眼前这名女子不仅精准地找到了她的藏身之处,还一口道破宝珠之名,显然是有备而来,且情报来源非同一般。
庭院中,破碎的屋门处夜风灌入,吹动纱幔。
柳护法却一点也感觉不到冷,而是直勾勾看着眼前两人。
子鼠捂嘴掩笑,道:“柳姐姐当真贵人多忘事,这才过了十几年,就把妹妹忘了?”
柳护法脸色骤变,美眸中闪过一丝追忆,眉头紧紧蹙起,声音中带着迟疑:
“你……你是当年那个跟在潜龙身边的小女孩?无阙的人?”
“姐姐终于想起来了?”
子鼠笑容愈发甜美,声音也带着一丝俏皮:
“当年沧溟派之事,妹妹可是出了不少力呢。姐姐当初答应的事,总不会忘了吧?说好的,事后借我把玩沧溟宝珠呢。”

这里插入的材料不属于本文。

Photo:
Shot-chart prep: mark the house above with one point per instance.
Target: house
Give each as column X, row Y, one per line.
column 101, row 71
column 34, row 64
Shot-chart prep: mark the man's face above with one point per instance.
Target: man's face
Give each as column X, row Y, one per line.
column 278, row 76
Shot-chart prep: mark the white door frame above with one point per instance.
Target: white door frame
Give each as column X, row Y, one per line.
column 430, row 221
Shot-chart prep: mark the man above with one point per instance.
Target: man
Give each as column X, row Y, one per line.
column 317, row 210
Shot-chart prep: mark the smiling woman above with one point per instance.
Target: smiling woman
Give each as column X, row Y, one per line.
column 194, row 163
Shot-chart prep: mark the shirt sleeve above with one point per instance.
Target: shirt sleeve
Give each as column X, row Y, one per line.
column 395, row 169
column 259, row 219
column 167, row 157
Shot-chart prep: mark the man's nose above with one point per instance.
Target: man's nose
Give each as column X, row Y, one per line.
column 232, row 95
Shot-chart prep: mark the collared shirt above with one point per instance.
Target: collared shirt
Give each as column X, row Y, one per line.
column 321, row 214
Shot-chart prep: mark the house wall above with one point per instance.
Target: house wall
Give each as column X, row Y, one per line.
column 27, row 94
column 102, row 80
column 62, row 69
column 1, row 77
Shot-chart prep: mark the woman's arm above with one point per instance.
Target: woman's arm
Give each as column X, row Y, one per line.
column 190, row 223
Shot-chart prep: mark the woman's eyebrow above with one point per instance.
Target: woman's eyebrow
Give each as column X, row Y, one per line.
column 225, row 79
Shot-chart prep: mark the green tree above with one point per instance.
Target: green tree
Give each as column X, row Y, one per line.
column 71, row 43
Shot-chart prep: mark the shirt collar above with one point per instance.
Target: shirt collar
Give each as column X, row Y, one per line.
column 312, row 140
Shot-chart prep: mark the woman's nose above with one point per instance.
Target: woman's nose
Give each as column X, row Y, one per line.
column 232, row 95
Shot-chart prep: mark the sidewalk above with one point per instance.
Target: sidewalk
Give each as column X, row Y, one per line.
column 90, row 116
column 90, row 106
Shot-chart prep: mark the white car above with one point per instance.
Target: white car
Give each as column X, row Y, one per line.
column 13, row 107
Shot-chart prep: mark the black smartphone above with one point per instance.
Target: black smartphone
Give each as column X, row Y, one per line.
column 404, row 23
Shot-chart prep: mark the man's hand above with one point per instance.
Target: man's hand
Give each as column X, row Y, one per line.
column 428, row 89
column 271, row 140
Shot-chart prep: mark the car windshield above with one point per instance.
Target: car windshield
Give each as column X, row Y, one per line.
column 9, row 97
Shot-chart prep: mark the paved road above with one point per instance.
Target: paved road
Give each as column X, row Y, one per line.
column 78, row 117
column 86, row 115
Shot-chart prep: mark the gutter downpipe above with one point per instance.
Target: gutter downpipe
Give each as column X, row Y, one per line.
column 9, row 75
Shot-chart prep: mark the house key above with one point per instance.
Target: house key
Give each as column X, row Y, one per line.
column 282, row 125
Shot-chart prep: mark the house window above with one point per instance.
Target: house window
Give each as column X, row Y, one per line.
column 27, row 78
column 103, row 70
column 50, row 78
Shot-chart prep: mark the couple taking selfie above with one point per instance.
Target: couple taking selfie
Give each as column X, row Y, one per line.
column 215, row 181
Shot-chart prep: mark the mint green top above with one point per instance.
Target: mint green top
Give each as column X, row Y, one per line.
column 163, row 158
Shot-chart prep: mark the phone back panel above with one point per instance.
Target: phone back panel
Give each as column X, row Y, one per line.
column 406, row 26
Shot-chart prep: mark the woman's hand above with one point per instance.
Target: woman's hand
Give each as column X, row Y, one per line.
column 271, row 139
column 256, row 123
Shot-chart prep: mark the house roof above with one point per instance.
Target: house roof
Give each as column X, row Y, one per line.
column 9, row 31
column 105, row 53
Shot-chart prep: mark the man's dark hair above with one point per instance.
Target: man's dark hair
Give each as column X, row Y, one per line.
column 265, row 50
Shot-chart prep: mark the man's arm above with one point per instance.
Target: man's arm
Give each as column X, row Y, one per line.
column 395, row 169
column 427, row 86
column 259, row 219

柳护法目光闪烁,在巧笑嫣然的子鼠与她身后那岿然不动的九筒之间来回扫视。
片刻后,她脸上那冷冽的神情忽地冰雪消融,竟绽放出一抹极具成熟风韵的笑容,如同数九寒天里绽放的花,美则美矣,却透着不真实。
“妹妹说笑了,姐姐怎会忘了当年的约定?”
柳护法声音变得柔和,甚至带着一丝歉意:
“只是此次姐姐身负教中重任,这宝珠于任务至关重要。”
“不如这样,待姐姐完成任务,定当亲自将宝珠送至妹妹手中,任妹妹把玩,可好?”
“不好。”子鼠毫不犹豫地摇头,脸上的笑容依旧,语气却斩钉截铁,“妹妹现在就要。”
“当真……谈不拢了?”
柳护法脸上的笑容瞬间消失,恢复成最初的冰寒,甚至更添了几分杀意。
她不再伪装,左手一翻,鸽卵大小的沧溟宝珠已被她托在掌心。
宝珠内部湛蓝深邃,仿佛蕴藏着无边汪洋,水元之力澎湃欲出,照亮了她冷艳的脸庞,也映得整个房间波光粼粼。
“若是以为凭你们二人,便能从我手中夺走此珠……便来试试!”
话音未落,她周身淡蓝色的元气猛然爆发,通玄境的威压毫无保留地释放开来,空气中水汽骤浓,温度骤降。
“上!”
子鼠见状,轻喝一声,身形如鬼魅般向后飘退,瞬间隐至九筒身后,显然是将正面强攻的任务交给了林岩。
林岩先是一愣,却也没有多说什么。
九筒喉咙里发出一声低沉如猛兽般的咆哮,足下发力,地面铺陈的青砖“咔嚓”碎裂。
他整个人如同出膛的攻城巨锤,裹挟着厚重无匹的土黄色元气,径直冲向柳护法。
柳护法眼神一凝,不敢怠慢。
她玉手轻扬,手中沧溟宝珠蓝光大盛,一股精纯浩瀚的水元力被引动。
“玄水壁!”
随着她一声轻叱,身前瞬间凝聚出数重深蓝色水幕,层层叠叠,试图阻挡九筒的冲锋。
然而九筒不闪不避,右拳之上土黄色元气疯狂汇聚,隐隐形成一座微型山岳的虚影。
“破山!”
轰隆!
包裹着山岳虚影的铁拳狠狠砸在最外层的水壁上。
水壁剧烈震荡,仅仅坚持了一瞬便轰然破碎。
紧接着是第二层、第三层……势如破竹。
柳护法脸色微变,显然没料到对方的土行神通如此霸道,对水行防御的克制如此明显。
她身形急退,同时手中宝珠一转。
“水龙绞杀!”
破碎的水幕并未消散,反而在宝珠的操控下与空中浓郁水汽结合,化作三条狰狞咆哮的深蓝色水龙,从不同角度向着九筒冲了上去。